Wisecaver, J. H., Brosnahan, M. L., & Hackett, J. D. (2013). Horizontal gene transfer is a significant driver of gene innovation in dinoflagellates. Genome biology and evolution, 5(12), 2368-81.

The dinoflagellates are an evolutionarily and ecologically important group of microbial eukaryotes. Previous work suggests that horizontal gene transfer (HGT) is an important source of gene innovation in these organisms. However, dinoflagellate genomes are notoriously large and complex, making genomic investigation of this phenomenon impractical with currently available sequencing technology. Fortunately, de novo transcriptome sequencing and assembly provides an alternative approach for investigating HGT. We sequenced the transcriptome of the dinoflagellate Alexandrium tamarense Group IV to investigate how HGT has contributed to gene innovation in this group. Our comprehensive A. tamarense Group IV gene set was compared with those of 16 other eukaryotic genomes. Ancestral gene content reconstruction of ortholog groups shows that A. tamarense Group IV has the largest number of gene families gained (314-1,563 depending on inference method) relative to all other organisms in the analysis (0-782). Phylogenomic analysis indicates that genes horizontally acquired from bacteria are a significant proportion of this gene influx, as are genes transferred from other eukaryotes either through HGT or endosymbiosis. The dinoflagellates also display curious cases of gene loss associated with mitochondrial metabolism including the entire Complex I of oxidative phosphorylation. Some of these missing genes have been functionally replaced by bacterial and eukaryotic xenologs. The transcriptome of A. tamarense Group IV lends strong support to a growing body of evidence that dinoflagellate genomes are extraordinarily impacted by HGT.

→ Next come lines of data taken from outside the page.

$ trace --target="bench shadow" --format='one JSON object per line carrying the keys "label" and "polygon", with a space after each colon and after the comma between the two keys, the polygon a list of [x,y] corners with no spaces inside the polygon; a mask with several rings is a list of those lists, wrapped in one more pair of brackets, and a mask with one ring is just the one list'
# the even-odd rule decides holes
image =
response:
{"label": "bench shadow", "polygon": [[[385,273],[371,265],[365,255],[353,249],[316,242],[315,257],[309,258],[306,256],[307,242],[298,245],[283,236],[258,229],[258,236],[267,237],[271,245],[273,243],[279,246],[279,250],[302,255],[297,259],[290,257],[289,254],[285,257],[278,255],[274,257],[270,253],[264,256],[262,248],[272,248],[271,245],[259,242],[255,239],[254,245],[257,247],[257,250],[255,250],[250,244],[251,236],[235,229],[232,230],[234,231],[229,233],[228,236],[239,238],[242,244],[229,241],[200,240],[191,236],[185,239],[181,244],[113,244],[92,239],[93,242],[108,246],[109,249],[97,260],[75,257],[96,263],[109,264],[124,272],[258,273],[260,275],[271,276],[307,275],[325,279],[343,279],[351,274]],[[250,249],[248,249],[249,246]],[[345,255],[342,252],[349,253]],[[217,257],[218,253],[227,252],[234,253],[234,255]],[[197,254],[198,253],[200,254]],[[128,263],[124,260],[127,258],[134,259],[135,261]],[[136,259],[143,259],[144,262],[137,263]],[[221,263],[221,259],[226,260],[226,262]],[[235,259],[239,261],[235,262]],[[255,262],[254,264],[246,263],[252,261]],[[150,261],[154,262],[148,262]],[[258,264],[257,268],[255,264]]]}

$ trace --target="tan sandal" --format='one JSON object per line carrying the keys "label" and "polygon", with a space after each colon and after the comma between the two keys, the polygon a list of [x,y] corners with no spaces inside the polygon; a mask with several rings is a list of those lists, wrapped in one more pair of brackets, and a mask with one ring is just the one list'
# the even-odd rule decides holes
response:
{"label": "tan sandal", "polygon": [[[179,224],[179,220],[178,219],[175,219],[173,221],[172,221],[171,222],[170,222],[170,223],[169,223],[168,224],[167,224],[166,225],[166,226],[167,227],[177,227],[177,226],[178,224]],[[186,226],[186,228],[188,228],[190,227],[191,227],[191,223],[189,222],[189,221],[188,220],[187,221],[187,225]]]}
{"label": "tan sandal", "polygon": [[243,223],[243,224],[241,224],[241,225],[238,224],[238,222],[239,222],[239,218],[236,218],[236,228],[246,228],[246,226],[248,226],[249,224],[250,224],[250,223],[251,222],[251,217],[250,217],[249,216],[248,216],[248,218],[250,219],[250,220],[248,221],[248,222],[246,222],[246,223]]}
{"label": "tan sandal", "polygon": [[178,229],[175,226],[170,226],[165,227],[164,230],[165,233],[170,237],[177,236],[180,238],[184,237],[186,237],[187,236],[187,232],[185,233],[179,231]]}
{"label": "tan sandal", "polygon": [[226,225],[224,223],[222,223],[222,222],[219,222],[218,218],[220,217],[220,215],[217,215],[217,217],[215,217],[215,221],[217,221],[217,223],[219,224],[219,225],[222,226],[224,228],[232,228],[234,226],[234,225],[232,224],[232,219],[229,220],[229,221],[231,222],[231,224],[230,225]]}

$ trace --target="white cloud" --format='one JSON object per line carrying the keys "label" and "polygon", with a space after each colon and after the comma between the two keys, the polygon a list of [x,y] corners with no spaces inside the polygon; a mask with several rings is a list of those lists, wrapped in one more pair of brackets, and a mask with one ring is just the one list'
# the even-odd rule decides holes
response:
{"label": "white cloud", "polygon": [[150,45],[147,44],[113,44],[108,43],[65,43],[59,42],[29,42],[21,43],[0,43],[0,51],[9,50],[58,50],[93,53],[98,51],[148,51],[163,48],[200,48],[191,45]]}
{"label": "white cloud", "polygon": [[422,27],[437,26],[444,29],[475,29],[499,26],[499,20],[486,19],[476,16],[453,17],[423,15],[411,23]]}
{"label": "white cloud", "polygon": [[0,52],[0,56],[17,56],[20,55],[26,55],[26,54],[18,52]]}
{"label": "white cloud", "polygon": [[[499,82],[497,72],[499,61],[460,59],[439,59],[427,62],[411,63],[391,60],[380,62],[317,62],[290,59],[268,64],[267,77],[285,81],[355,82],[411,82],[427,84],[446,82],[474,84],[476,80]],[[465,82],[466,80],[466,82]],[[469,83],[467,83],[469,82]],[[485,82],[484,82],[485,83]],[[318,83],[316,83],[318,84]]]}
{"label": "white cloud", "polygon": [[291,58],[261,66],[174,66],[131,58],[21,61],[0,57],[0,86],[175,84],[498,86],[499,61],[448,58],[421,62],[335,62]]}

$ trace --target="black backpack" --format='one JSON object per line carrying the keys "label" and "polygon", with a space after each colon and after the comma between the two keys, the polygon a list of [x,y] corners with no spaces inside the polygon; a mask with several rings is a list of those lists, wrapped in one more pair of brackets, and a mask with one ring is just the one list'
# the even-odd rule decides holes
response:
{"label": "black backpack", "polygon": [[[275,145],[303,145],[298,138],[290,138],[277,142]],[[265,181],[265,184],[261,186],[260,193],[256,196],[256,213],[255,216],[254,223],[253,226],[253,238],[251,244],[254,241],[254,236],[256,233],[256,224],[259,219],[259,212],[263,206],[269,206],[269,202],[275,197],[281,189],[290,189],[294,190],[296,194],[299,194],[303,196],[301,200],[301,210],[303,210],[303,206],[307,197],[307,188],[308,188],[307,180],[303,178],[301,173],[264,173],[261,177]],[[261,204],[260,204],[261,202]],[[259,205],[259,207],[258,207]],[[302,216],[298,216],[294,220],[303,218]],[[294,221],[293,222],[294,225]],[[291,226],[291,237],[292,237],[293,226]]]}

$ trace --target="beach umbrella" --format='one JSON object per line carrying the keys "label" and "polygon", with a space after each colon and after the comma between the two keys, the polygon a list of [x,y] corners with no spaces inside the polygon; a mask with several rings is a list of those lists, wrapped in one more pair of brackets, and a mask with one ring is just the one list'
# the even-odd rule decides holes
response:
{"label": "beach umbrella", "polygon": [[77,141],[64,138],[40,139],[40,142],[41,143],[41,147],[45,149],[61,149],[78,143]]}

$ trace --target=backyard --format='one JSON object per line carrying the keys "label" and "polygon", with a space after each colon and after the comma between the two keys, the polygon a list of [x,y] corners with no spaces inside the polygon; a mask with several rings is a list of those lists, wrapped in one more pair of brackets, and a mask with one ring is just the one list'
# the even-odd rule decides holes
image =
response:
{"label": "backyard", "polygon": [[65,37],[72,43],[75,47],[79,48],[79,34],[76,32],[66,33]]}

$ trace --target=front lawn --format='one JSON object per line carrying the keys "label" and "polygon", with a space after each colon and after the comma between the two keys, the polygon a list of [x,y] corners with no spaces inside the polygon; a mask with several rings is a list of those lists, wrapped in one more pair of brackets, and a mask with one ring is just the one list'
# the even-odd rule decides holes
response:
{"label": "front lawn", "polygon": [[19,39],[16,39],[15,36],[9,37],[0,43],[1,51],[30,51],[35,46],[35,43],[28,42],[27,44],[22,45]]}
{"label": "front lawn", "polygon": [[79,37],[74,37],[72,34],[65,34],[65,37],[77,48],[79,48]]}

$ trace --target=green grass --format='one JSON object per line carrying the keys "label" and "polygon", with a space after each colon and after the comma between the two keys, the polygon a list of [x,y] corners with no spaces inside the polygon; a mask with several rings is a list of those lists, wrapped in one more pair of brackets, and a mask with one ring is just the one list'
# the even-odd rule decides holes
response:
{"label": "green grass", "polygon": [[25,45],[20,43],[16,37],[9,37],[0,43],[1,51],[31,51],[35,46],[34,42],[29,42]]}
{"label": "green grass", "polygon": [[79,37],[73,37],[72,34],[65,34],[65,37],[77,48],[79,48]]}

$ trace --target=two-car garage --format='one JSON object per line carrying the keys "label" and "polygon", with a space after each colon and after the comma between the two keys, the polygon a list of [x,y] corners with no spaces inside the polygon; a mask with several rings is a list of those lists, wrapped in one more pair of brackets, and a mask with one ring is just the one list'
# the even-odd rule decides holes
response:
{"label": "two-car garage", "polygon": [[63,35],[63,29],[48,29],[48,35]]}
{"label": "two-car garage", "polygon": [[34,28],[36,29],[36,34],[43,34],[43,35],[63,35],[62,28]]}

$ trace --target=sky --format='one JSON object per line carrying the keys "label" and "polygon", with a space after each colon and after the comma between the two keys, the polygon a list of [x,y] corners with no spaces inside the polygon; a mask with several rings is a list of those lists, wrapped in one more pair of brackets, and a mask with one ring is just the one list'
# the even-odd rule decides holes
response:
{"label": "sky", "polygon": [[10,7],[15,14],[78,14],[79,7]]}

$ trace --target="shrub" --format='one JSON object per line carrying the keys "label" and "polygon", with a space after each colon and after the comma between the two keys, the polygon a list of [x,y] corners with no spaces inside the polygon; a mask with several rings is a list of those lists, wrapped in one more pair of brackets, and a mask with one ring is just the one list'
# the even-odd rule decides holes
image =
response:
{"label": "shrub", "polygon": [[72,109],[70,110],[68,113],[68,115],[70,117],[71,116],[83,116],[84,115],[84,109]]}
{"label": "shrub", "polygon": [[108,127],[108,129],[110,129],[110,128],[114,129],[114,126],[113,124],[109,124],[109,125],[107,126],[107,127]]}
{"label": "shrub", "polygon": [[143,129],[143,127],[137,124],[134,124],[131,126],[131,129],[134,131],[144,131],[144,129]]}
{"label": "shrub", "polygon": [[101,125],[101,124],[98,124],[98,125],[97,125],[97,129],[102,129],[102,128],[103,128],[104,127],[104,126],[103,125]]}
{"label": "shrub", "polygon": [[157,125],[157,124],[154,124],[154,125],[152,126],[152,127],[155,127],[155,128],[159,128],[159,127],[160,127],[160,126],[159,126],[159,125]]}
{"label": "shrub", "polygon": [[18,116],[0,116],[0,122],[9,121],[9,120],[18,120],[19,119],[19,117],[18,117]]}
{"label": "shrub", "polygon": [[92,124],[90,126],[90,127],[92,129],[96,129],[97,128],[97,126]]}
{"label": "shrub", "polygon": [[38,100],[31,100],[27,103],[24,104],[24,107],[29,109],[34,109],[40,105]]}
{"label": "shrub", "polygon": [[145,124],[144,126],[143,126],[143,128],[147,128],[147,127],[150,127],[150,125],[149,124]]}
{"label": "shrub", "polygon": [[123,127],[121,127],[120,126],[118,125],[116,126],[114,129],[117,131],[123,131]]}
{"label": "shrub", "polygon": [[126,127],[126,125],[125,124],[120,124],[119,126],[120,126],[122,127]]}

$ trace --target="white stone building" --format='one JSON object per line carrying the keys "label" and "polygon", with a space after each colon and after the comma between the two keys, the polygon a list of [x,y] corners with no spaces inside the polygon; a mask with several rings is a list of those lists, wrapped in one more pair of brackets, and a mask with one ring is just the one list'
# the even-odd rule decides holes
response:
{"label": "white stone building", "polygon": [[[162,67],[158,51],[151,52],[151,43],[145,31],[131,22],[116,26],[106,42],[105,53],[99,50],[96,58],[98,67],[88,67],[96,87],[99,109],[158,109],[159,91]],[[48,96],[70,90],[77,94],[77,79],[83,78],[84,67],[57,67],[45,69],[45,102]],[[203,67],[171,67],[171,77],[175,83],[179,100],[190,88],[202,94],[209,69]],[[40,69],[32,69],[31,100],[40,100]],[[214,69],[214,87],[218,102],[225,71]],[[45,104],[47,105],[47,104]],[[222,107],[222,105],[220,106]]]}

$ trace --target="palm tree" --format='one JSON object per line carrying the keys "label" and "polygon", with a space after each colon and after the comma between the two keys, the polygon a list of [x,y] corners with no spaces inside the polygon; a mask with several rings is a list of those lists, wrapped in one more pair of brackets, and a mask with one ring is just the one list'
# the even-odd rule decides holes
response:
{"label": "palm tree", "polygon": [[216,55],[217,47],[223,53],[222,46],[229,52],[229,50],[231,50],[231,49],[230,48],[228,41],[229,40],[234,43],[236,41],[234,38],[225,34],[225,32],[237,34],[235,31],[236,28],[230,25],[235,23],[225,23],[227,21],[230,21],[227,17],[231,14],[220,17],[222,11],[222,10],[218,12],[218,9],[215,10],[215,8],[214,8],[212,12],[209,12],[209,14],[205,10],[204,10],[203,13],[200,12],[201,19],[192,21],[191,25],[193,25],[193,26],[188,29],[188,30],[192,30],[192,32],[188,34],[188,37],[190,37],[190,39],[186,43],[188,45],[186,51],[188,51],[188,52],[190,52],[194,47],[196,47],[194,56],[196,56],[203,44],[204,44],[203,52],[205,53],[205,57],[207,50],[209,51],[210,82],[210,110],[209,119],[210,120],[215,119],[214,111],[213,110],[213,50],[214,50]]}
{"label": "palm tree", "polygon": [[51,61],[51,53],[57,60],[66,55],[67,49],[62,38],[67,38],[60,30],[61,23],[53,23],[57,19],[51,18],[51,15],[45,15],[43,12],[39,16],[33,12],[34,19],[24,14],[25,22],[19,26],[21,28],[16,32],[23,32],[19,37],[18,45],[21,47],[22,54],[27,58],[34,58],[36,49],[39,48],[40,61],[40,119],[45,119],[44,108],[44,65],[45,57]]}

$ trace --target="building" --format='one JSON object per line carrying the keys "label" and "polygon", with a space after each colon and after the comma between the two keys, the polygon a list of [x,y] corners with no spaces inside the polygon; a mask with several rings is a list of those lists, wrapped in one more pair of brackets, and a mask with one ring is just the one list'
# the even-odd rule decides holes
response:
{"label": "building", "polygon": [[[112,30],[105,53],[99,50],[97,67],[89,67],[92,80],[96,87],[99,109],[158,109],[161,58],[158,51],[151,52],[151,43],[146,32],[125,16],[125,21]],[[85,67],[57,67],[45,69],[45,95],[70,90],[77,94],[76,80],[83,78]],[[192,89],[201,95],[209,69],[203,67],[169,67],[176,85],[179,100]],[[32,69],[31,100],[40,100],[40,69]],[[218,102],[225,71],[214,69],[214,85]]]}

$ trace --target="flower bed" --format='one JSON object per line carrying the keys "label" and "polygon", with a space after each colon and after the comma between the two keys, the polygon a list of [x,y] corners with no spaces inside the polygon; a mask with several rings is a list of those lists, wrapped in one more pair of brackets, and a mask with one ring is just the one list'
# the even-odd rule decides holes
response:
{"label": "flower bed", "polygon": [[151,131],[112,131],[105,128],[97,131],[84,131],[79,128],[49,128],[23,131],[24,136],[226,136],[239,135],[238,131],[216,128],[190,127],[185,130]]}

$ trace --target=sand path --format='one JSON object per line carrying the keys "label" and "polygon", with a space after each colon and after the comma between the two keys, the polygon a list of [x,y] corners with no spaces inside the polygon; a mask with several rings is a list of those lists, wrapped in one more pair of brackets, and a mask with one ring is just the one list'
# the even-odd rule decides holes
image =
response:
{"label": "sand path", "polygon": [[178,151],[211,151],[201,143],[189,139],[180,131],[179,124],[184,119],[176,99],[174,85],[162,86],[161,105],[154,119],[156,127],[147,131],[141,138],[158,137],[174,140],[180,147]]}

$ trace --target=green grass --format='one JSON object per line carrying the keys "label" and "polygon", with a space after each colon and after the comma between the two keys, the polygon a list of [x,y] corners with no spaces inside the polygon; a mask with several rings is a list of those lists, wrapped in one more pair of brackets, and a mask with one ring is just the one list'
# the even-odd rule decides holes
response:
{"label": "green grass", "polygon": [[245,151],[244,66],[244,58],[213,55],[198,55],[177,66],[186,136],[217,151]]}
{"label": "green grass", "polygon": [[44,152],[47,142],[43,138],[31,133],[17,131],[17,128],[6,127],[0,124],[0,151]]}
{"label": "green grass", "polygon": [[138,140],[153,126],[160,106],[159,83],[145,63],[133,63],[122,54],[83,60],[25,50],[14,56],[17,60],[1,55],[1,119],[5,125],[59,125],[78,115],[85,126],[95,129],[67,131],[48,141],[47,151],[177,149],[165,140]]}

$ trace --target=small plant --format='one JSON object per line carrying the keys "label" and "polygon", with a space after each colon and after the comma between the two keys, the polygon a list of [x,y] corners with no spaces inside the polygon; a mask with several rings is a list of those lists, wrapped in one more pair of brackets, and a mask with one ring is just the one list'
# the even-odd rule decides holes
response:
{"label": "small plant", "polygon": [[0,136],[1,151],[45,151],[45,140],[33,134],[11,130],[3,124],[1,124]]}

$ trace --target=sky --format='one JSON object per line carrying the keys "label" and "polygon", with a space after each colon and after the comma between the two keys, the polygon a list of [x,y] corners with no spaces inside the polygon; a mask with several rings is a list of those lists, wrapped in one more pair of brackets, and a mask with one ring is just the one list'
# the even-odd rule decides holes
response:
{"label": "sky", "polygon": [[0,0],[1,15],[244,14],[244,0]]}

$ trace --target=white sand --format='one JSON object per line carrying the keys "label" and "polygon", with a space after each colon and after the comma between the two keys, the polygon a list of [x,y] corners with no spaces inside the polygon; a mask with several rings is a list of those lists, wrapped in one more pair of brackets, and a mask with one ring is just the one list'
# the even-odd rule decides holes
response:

Yoon, H. S., Hackett, J. D., Pinto, G., & Bhattacharya, D. (2002). The single, ancient origin of chromist plastids. Proceedings of the National Academy of Sciences of the United States of America, 99(24), 15507-12.

Algae include a diverse array of photosynthetic eukaryotes excluding land plants. Explaining the origin of algal plastids continues to be a major challenge in evolutionary biology. Current knowledge suggests that plastid primary endosymbiosis, in which a single-celled protist engulfs and "enslaves" a cyanobacterium, likely occurred once and resulted in the primordial alga. This eukaryote then gave rise through vertical evolution to the red, green, and glaucophyte algae. However, some modern algal lineages have a more complicated evolutionary history involving a secondary endosymbiotic event, in which a protist engulfed an existing eukaryotic alga (rather than a cyanobacterium), which was then reduced to a secondary plastid. Secondary endosymbiosis explains the majority of algal biodiversity, yet the number and timing of these events is unresolved. Here we analyzed a five-gene plastid data set to show that a taxonomically diverse group of chlorophyll c(2)-containing protists comprising cryptophyte, haptophyte, and stramenopiles algae (Chromista) share a common plastid that most likely arose from a single, ancient ( approximately 1,260 million years ago) secondary endosymbiosis involving a red alga. This finding is consistent with Chromista monophyly and implicates secondary endosymbiosis as an important force in generating eukaryotic biodiversity.